Finally, we investigated livestock density as a potential non-climatic driver affecting fuel amount. The population density of livestock increased with time in all counties and was greatest in the central, northern and southern counties of Qostanay, Pavlodar and Qaraghandy (Fig. 5e). The coupling of livestock density with PDSI affected the extent of the area burned (Fig. S1.4 in the Supplement) with p=0.042 (Table 2). The area burned was negatively correlated with the population of livestock throughout nearly all of Kazakhstan (Fig. 6e). This observation suggests that the increasing population of grazing livestock may have reduced fuel-bed continuity, contributing to the decrease in the area burned in Kazakhstan. Since 2000, the numbers of sheep, goats and cattle have increased by 60 % in Kazakhstan based on MANE statistics (2019) (Figs. S2 and S3 in the Supplement). Thus, increased livestock grazing could decrease the amount of herbaceous fuel across the landscape and offset increases in fuel quantity due to expanded grassland cover. The net result would be reductions in fire spread and the area burned.

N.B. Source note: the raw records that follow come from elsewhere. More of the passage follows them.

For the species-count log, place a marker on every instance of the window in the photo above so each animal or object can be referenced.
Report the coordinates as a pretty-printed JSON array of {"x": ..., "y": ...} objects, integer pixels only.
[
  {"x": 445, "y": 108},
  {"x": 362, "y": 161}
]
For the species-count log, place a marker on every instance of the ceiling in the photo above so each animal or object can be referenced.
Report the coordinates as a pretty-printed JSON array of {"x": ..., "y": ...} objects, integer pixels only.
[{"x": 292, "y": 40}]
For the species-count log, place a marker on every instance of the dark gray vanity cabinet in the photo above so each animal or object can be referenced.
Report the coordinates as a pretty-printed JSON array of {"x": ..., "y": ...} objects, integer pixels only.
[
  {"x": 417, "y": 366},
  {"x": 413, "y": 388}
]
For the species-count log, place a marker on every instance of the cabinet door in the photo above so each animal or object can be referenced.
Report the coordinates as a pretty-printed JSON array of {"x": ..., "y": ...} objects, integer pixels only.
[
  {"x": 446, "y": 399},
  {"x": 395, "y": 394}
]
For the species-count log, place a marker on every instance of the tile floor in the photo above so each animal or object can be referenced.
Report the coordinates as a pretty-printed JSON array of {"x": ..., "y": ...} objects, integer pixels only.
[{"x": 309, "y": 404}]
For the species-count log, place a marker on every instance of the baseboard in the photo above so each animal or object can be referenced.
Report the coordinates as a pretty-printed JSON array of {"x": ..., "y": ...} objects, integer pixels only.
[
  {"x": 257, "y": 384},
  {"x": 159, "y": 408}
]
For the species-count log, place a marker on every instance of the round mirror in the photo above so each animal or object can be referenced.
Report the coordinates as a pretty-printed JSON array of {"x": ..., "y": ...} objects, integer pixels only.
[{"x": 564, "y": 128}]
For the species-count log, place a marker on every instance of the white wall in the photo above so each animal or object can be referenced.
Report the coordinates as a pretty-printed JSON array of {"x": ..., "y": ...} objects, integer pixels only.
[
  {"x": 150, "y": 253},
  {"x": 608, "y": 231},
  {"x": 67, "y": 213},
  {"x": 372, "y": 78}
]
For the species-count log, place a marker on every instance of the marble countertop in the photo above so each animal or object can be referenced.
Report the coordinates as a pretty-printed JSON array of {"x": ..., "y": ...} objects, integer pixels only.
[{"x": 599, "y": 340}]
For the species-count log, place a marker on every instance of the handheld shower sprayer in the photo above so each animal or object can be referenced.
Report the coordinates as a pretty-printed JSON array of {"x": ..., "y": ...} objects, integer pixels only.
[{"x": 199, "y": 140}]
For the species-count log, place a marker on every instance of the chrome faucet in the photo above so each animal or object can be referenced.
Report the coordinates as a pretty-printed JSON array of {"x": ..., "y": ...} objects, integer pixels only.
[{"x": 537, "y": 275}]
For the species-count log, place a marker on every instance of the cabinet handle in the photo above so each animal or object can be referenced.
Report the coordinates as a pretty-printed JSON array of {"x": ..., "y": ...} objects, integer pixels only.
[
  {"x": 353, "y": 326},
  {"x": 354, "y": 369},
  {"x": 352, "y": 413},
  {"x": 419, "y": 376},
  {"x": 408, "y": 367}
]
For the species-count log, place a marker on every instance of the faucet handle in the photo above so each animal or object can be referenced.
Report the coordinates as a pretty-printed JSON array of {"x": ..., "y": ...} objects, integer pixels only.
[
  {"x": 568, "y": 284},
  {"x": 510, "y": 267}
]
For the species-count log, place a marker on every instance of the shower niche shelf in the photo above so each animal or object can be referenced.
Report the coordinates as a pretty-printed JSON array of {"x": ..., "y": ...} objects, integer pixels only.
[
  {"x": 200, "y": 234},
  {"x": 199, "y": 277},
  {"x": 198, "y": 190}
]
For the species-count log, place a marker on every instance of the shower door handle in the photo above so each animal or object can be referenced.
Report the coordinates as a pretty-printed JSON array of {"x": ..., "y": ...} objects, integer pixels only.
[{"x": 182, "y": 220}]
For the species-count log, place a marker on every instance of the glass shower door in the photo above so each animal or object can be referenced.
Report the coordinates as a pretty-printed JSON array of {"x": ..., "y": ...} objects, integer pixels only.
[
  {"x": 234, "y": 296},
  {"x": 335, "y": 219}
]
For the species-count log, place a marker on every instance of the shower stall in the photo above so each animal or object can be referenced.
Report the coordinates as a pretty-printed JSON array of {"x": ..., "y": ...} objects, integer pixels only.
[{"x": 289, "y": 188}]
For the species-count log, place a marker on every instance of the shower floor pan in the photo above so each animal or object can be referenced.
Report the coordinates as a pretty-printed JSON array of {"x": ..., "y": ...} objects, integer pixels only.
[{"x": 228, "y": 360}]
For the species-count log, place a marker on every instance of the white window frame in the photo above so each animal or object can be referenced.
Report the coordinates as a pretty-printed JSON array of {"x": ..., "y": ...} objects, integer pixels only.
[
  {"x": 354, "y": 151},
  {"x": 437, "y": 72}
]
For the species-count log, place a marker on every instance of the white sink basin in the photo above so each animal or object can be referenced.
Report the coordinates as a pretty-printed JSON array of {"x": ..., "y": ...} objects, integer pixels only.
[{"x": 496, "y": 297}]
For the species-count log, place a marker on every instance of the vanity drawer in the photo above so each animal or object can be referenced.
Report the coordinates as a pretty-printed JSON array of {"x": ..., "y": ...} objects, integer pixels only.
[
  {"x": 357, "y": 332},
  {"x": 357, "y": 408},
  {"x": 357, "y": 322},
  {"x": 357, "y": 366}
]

3.4 Interactions of driving forces
The driving forces (e.g., year, PDSI, proportion of grassland cover, ANPP and livestock density) for the decline in the burned areas in Kazakhstan from 2002 to 2016 are interrelated. It is, therefore, critical to evaluate their interactions. For instance, Figs. S1.1–S1.4 illustrate the proportion of burned area affected by the interactions of the driving forces in 174 counties over 15 years (see table Table 2 for more information).
3.4.1 Proportion of grassland cover and year
Both year and the proportion of grassland area had significant effects on burned area when they interacted (Table 2, p<0.001). When the proportion of grassland cover in a county was very low (e.g., 0.48 %), only about 0.6 % of the area was burned annually during the period from 2002 to 2016 (Fig. S1.1, upper left panel). On the contrary, when the grassland cover was 25 % or greater, the area burned declined steadily from 1.5 % in 2000 to 0.6 % in 2016 (Fig. S1.2 lower right panel). This observation is consistent with grassland enhancing the spread of fires in the absence of opposing factors.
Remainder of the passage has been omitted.